Les travaux de l'équipe ORNL abordent des questions telles que :Combien de neutrons peuvent être ajoutés à un noyau avant qu'il ne se désagrège ? Combien existe-t-il de noyaux stables ? Comment les noyaux atomiques plus légers capturent-ils les neutrons pour créer des éléments plus lourds dans les étoiles ?
"Avec ce noyau lourd, nous avons 78 protons et neutrons en interaction forte comme degrés de liberté fondamentaux, et les interactions entre eux que nous essayons de décrire, " a expliqué Hagen. "Résoudre numériquement ce problème de mécanique quantique à plusieurs corps est extrêmement coûteux. Vous ne pouvez pas le résoudre sur un morceau de papier. Vous avez besoin d'un superordinateur."

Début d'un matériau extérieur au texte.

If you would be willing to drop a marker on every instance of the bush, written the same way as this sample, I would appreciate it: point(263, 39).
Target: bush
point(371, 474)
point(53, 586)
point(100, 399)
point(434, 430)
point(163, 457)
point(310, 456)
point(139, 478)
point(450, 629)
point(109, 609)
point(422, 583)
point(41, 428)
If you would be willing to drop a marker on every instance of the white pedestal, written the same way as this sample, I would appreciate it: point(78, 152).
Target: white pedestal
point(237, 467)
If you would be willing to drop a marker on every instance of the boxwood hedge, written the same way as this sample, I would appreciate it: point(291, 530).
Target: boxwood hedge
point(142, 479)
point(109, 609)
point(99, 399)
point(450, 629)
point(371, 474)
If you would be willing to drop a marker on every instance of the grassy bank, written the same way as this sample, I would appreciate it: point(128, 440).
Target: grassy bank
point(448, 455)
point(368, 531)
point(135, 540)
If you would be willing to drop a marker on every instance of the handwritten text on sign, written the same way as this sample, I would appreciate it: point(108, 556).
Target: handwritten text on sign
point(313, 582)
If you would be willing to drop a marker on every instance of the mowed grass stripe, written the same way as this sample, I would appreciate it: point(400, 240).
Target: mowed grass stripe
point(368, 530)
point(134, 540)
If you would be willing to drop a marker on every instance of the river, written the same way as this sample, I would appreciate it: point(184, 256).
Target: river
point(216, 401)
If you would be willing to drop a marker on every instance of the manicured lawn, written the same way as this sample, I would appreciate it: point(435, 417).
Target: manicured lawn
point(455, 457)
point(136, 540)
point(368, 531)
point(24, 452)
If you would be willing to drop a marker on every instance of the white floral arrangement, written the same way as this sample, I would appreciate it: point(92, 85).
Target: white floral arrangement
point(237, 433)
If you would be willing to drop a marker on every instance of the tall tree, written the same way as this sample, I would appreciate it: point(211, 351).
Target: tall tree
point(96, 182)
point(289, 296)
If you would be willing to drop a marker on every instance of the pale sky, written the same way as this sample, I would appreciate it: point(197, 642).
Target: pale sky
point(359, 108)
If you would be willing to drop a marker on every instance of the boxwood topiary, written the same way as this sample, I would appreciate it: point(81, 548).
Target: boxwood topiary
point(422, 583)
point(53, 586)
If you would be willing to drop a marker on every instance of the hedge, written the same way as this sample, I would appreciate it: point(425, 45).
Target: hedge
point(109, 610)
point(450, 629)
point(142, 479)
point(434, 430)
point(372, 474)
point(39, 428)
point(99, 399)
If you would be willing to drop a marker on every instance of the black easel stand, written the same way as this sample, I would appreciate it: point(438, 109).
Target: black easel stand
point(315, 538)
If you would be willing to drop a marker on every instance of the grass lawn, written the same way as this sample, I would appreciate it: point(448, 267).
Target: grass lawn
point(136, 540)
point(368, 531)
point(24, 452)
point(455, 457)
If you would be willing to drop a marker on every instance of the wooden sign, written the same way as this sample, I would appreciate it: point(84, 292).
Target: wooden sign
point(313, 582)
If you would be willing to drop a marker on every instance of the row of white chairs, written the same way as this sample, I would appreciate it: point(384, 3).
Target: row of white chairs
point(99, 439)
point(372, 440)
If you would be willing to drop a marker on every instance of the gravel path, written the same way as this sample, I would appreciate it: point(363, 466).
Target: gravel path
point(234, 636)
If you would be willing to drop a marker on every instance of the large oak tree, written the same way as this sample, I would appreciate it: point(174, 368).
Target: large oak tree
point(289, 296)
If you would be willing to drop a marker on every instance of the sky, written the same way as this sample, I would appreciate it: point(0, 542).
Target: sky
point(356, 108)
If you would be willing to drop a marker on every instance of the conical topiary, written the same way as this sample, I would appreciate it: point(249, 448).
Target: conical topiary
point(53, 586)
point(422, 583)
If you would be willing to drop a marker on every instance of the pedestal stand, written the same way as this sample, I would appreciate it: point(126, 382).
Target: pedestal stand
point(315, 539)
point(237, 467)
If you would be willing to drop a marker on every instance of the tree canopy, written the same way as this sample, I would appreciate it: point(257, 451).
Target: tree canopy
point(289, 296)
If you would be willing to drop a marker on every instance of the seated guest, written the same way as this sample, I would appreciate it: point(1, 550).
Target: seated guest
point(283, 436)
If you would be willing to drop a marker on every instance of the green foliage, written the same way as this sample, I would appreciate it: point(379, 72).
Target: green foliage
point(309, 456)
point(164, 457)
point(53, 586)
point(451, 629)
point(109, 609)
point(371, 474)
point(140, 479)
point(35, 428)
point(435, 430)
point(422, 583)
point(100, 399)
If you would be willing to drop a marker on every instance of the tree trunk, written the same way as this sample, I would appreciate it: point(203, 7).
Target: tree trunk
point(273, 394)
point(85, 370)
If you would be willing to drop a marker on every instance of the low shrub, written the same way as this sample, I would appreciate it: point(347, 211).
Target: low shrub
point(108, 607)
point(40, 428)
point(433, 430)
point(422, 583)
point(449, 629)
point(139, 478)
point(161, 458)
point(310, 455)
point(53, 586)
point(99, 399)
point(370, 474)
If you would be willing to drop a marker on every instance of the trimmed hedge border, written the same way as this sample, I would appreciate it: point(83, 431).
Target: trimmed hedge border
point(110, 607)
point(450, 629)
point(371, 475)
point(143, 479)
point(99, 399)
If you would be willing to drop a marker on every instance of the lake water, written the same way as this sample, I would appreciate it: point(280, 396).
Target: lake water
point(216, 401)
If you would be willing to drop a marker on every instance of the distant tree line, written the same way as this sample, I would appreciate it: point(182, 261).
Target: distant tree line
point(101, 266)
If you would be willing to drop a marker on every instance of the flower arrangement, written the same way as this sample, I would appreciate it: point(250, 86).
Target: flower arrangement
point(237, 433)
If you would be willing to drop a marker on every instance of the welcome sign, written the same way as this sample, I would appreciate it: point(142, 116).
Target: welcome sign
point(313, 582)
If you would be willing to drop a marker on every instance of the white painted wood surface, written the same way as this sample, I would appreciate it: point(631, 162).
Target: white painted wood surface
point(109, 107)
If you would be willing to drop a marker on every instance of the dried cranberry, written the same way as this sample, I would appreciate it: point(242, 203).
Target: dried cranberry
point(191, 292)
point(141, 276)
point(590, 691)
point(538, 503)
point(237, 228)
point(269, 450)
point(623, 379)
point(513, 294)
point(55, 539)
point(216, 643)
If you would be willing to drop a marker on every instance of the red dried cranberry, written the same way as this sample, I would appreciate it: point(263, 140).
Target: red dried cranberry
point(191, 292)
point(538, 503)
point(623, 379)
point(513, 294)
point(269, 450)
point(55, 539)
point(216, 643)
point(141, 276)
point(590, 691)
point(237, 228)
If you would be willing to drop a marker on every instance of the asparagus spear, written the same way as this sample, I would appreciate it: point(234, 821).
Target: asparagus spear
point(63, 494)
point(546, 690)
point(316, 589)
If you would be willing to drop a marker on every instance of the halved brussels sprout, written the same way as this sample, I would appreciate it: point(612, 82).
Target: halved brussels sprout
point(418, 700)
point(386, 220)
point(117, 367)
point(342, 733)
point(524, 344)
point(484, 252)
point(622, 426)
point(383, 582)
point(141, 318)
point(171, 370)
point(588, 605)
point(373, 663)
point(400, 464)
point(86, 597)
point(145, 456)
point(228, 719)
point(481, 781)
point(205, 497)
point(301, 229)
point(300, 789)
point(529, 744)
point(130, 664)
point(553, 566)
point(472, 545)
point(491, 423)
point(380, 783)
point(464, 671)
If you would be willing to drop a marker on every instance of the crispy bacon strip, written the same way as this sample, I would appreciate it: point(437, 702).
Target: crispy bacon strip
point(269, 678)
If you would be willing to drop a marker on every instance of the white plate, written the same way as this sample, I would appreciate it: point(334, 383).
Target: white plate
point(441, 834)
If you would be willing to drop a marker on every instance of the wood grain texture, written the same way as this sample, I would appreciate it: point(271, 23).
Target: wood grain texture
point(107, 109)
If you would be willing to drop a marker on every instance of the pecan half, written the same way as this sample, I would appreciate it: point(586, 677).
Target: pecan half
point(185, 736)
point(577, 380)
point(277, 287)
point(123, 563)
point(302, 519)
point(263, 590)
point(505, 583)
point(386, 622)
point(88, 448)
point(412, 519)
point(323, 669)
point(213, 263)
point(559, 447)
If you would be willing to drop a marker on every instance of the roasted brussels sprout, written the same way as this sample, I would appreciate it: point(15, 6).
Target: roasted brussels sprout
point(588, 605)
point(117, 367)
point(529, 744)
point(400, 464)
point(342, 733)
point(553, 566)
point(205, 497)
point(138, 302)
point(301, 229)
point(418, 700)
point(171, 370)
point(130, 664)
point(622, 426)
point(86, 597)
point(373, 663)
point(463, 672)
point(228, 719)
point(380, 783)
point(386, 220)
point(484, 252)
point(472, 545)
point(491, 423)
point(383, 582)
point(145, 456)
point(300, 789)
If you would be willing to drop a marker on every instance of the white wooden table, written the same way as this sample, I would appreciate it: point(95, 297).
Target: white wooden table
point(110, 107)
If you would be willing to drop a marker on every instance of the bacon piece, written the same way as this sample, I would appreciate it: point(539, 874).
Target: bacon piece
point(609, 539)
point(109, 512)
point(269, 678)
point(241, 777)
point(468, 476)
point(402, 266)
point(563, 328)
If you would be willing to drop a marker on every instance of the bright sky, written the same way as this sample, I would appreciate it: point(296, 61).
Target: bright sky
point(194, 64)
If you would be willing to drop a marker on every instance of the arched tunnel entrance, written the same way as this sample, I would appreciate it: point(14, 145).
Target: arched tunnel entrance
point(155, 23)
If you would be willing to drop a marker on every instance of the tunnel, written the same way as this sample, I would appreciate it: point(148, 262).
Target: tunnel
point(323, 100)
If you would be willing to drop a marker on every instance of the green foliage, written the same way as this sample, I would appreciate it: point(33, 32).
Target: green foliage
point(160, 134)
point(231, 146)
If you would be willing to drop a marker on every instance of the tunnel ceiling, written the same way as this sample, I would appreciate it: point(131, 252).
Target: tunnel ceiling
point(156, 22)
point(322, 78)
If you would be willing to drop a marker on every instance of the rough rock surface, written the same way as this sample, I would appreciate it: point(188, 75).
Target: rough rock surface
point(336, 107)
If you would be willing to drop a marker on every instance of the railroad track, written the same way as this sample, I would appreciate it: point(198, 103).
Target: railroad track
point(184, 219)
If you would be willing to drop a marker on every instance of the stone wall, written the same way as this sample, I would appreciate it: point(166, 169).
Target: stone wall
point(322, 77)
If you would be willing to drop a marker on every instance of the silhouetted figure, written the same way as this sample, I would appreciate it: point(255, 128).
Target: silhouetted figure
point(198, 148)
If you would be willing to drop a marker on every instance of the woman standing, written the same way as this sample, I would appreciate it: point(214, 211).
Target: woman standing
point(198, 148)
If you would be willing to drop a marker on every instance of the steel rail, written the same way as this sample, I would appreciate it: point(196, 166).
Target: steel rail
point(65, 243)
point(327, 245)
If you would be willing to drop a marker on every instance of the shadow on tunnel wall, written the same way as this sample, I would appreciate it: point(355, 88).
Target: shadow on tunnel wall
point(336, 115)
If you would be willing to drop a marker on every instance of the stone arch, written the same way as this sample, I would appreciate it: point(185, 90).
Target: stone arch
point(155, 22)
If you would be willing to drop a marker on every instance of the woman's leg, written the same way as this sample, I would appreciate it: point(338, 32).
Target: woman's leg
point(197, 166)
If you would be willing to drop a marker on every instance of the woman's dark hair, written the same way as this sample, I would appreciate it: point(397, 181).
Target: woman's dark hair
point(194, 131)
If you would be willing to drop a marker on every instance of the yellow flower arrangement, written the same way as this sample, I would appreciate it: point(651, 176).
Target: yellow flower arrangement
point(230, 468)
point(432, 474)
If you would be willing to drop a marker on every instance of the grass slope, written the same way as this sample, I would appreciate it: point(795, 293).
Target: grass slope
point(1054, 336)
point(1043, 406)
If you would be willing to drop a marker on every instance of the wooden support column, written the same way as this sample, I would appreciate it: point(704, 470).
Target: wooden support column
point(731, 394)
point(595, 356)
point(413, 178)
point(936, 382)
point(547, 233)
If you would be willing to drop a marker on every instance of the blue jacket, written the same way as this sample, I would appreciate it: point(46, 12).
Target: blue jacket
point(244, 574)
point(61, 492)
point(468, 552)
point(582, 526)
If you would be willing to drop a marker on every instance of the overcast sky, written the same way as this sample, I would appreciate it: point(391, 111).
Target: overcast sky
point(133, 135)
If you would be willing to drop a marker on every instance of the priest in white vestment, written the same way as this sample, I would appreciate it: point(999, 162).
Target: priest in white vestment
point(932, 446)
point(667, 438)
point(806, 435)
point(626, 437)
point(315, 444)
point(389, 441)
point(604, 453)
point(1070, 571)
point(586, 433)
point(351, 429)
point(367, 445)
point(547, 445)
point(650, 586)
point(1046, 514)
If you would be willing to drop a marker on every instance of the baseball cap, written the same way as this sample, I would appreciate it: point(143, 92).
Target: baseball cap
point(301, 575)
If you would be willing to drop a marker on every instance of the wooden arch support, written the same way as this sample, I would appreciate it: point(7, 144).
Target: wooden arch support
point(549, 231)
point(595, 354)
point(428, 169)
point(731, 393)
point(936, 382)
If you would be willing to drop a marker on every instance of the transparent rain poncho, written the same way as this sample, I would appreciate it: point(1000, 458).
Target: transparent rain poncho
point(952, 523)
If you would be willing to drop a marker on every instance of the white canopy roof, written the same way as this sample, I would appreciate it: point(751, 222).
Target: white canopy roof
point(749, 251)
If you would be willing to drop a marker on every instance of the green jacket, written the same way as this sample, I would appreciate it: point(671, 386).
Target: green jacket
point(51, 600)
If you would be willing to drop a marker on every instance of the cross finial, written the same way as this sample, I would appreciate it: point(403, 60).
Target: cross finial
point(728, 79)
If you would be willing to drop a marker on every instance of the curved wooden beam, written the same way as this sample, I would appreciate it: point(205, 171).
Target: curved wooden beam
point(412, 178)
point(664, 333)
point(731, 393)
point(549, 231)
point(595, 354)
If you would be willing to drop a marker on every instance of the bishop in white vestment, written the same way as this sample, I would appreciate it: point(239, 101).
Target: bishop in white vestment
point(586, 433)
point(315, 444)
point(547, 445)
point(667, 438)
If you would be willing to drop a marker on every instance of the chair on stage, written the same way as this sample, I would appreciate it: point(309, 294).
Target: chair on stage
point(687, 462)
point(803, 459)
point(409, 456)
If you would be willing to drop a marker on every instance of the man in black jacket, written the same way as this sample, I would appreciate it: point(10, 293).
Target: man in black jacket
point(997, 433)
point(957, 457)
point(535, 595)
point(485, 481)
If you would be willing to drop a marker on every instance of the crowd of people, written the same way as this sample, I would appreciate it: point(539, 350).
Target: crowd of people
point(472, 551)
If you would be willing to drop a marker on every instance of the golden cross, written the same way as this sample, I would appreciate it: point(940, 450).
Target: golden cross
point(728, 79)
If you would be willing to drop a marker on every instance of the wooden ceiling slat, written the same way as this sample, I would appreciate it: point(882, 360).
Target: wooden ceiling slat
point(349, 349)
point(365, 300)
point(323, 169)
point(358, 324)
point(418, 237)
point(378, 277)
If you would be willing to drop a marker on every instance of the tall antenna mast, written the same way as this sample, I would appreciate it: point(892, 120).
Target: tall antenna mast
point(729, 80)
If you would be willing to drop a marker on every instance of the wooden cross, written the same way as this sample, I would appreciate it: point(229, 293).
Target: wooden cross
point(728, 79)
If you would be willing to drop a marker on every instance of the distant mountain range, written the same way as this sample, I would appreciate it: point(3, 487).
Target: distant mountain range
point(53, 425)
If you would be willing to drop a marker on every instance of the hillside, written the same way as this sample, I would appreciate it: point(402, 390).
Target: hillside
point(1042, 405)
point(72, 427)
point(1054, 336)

Pour élucider les fondements de la magie du nickel-78, les membres de l'équipe se sont tournés vers le système informatique Titan Cray XK7 de l'Oak Ridge Leadership Computing Facility, une installation d'utilisateurs du DOE Office of Science à l'ORNL. Ils ont exécuté le code de structure nucléaire NUCCOR (Nuclear Coupled Cluster at Oak Ridge) pendant environ 5 millions d'heures d'unité centrale de traitement, alloués dans le cadre du programme Impact innovant et nouveau sur la théorie et l'expérimentation, ou INCITE. Grâce au Centre de préparation accélérée des applications de l'OLCF, Hagen dirige les travaux visant à améliorer les algorithmes utilisés dans NUCCOR pour calculer plus efficacement des noyaux plus gros sur des superordinateurs de plus en plus puissants.
"C'est le premier calcul réaliste de la structure du nickel-78 et de ses voisins à partir des premiers principes, " a déclaré Hagen. Un noyau a de nombreuses configurations énergétiques. Dans leurs simulations, les physiciens de l'ORNL ont calculé le premier état excité dans le nickel-78 et un voisin, nickel-80. Les expérimentateurs de RIKEN au Japon ont récemment mesuré cet état, et il sera intéressant de comparer la prédiction théorique de l'ORNL avec ces données. Le calcul ORNL prédit cet état dans le nickel-78 à partir d'une corrélation avec l'état similaire connu avec précision dans le calcium-48. Il a révélé "une signature de magie" pour le nickel-78, dit Hagen.
"Notre prédiction dit que vous pouvez ajouter un ou deux neutrons au nickel-78, et le noyau sera toujours lié. Nous prévoyons que la ligne de goutte à goutte s'étend au-delà du nickel-80, " a déclaré Hagen. "C'était aussi une découverte importante."
Prochain, les scientifiques exploreront des noyaux stables plus lourds, comme l'étain-100 et ses voisins. Parce que l'étain-100 est situé juste au niveau de la ligne de goutte à goutte de protons, l'ajout d'un autre proton provoque la désintégration du noyau. "Ce sont toutes des caractéristiques intéressantes du noyau que nous pouvons calculer, ", a déclaré Hagen.
Le titre du Lettres d'examen physique l'article est « Structure du 78Ni à partir des calculs des premiers principes ».